Making cement from biomass energy

Lafarge North America Inc., the continent’s largest maker of cement, hasn’t made many friends within environmental groups. In Ontario, for example, the company has aggressively pursued a plan to burn old tires to provide energy for its cement-making operations. While there’s much debate over the value of doing this — some, including the U.S. Department of Energy, argue that burning rubber tires is better environmentally than burning coal or oil — clearly the idea of burning tires rather than recycling them into other useful products is frowned upon by many.

Perhaps in an attempt to green up its image, Lafarge announced this week it has partnered with Kingston, Ont.-based Performance Plants Inc., a biotech firm that has patented processes for growing certain non-food crops and grasses on unproductive farmland and with the ability to withstand extended droughts and heat waves. Under its four-year partnership with Performance Plants, Lafarge will grow and develop clean-energy biomass grasses and woods for use as fuel at its cement plant in Bath, Ontario. “Our challenges with biomass and biofuel energy are maximization of crop yields, crop consistency and cost efficiency,” explains Peter Matthewman, president of Performance Plants. “This is where our technology will be instrumental to develop next generation seeds that are customized for specific industrial users looking for alternative clean energy sources.”

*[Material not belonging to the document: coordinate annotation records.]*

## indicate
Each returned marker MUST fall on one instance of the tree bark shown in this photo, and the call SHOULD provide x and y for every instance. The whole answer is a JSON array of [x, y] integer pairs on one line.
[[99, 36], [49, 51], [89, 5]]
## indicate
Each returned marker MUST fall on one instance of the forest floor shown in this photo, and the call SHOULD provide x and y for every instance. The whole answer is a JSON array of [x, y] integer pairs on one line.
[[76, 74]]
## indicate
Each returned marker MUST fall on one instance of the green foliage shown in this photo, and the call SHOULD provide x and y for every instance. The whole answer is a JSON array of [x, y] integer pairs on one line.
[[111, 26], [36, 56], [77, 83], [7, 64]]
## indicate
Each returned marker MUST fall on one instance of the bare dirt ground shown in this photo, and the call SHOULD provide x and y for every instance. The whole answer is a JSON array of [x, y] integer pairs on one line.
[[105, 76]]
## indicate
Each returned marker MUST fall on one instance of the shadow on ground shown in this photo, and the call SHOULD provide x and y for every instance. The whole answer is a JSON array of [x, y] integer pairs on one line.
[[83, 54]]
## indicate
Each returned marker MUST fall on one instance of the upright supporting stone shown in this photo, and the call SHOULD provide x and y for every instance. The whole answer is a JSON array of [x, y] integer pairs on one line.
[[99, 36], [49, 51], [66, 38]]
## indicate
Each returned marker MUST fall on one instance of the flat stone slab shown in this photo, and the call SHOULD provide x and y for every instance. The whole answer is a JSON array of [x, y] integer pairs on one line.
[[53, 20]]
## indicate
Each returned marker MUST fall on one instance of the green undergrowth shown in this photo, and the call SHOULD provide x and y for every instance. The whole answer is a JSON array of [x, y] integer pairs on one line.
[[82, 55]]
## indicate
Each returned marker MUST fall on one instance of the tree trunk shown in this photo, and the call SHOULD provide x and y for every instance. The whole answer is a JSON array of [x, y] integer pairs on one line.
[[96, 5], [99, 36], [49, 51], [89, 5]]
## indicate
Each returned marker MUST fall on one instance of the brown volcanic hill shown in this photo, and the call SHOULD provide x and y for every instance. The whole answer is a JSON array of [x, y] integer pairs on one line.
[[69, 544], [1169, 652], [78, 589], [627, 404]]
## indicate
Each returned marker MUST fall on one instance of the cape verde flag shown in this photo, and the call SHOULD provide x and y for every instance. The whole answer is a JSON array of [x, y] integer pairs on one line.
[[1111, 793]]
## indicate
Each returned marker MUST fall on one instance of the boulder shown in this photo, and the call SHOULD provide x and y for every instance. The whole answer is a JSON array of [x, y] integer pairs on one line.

Lafarge says non-food grass crops were planted in late May and early June on 25 acres of land near its Bath cement plant. Perennial species, such as Miscanthus and switchgrass, were planted alongside sorghum and maize. A local farmer in the area who leases the land from Lafarge is overseeing the crops and will harvest it for the plant. Later in the season they plan to plant willow and industrial hemp. Once harvested, the biomass will be processed into fuel pellets and used at the Lafarge plant to fire its cement kiln. The company said it expects to conduct the first trial burn in fall 2009.

What I like about this approach, assuming the company is serious, is that it creates a local fuel supply chain. The crops are grown near the plant, reducing the need to transport old tires or fossil fuels. And it’s using land that’s otherwise useless for growing food crops. It would be nice to see this approach replicated across other industrial sites throughout the continent where possible. It would be ever better if companies such as CO2 Solution could come up with an economical way for industrial users to capture their CO2 output and convert it into products such as baking soda or calcium carbonate. This would make what Lafarge is doing a carbon-negative proposition.

Let’s just hope it’s not greenwashing.

UPDATE: Lafarge’s attempts to stop an environmental hearing that is looking into the company’s plan to burn tires has been rejected by an Ontario Divisional Court. Looks like Lafarge, faced with mounting scrutiny of its tire-burning plan in Ontario, may be wise to aggressively pursue its biomass strategy.